Financial Forecasting Example
Let’s go through an example of financial forecasting together and build the income statement forecast model in Excel. First off, you can see that all the forecast inputs are grouped in the same section, called “Assumptions and Drivers.”
I created separate output section groups for the income statement, balance sheet, and cash flow statement. I also created a “Supporting Schedules” section, where detailed processing calculations for PP&E and equity are broken down in order to make the model easier to follow and audit. In this article, we will only work on the assumptions and the income statement.
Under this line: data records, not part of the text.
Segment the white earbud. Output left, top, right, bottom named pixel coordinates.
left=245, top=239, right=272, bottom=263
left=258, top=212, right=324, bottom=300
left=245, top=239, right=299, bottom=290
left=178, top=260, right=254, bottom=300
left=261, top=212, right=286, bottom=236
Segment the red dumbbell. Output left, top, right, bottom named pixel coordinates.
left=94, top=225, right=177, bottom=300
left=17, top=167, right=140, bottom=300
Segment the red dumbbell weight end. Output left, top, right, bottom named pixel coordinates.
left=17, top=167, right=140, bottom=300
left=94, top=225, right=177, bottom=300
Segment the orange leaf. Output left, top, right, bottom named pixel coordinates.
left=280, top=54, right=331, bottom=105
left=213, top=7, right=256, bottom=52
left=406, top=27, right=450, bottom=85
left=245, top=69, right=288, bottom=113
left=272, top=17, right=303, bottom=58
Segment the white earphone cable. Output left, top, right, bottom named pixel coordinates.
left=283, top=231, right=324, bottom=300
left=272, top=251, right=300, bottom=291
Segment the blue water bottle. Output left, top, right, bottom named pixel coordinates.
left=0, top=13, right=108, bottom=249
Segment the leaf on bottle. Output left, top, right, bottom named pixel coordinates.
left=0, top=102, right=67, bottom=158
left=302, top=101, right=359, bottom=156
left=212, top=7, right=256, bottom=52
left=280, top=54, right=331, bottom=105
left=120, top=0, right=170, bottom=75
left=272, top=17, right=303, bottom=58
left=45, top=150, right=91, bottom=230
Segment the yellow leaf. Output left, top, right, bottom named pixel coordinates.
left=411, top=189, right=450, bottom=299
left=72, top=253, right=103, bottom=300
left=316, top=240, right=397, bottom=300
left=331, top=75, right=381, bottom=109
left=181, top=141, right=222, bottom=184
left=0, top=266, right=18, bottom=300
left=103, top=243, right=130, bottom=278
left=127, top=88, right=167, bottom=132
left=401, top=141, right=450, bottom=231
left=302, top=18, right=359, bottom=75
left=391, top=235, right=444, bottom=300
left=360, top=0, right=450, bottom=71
All income statement input assumptions from revenues down to EBIT can be found in rows 8-14. All expenses are being forecasted as a percentage of sales. Only the sales forecast is based on growth over the previous year. My inputs are also ordered in the order they appear on the income statement.
Now, let’s move to the “Income Statement” section, where we are going to work on Column D and move downwards. To forecast sales for the first forecast year (in this case 2017), I take the previous year (C42) and grow it by the sales growth assumption in the “Assumptions & Drivers” section. The “SalesGrowthPercent” assumption is located in cell “D8”. Therefore, the formula for the 2017 forecasted revenue is =C42*(1+D8).
I then calculated our Cost of Goods Sold. To calculate the first forecast year’s COGS, we put a minus sign in front of our forecast sales, then multiply by one minus the “GrossMargin” assumption located in cell D9. The formula reads =-D42*(1-D9).
I then sum forecasted sales and COGS to calculate “Gross Profit”, located in cell D44. The formula reads =SUM(D42:D43). A handy shortcut for summing is ALT + =.
Next, I forecast all the expenses in rows 45 to 48 as a percentage of sales. Let’s first start with “Distribution Expenses,” then copy the formula down to “Depreciation.” To calculate, we subtract the forecast sales and multiply by the appropriate assumption, which in this case is Distribution Expense as a Percent of Sales. The formula reads =D$42*D10. Be mindful of the $ sign because we want to make row 42 of cell D42 an absolute reference. I then copy this formula down, using the shortcut CTRL + D or fill down.
Then, over to the right, using the shortcut CTRL + R or fill right.
Finally, I net gross profit off with all the other operating expenses to calculate EBIT, using =SUM(D44:D48).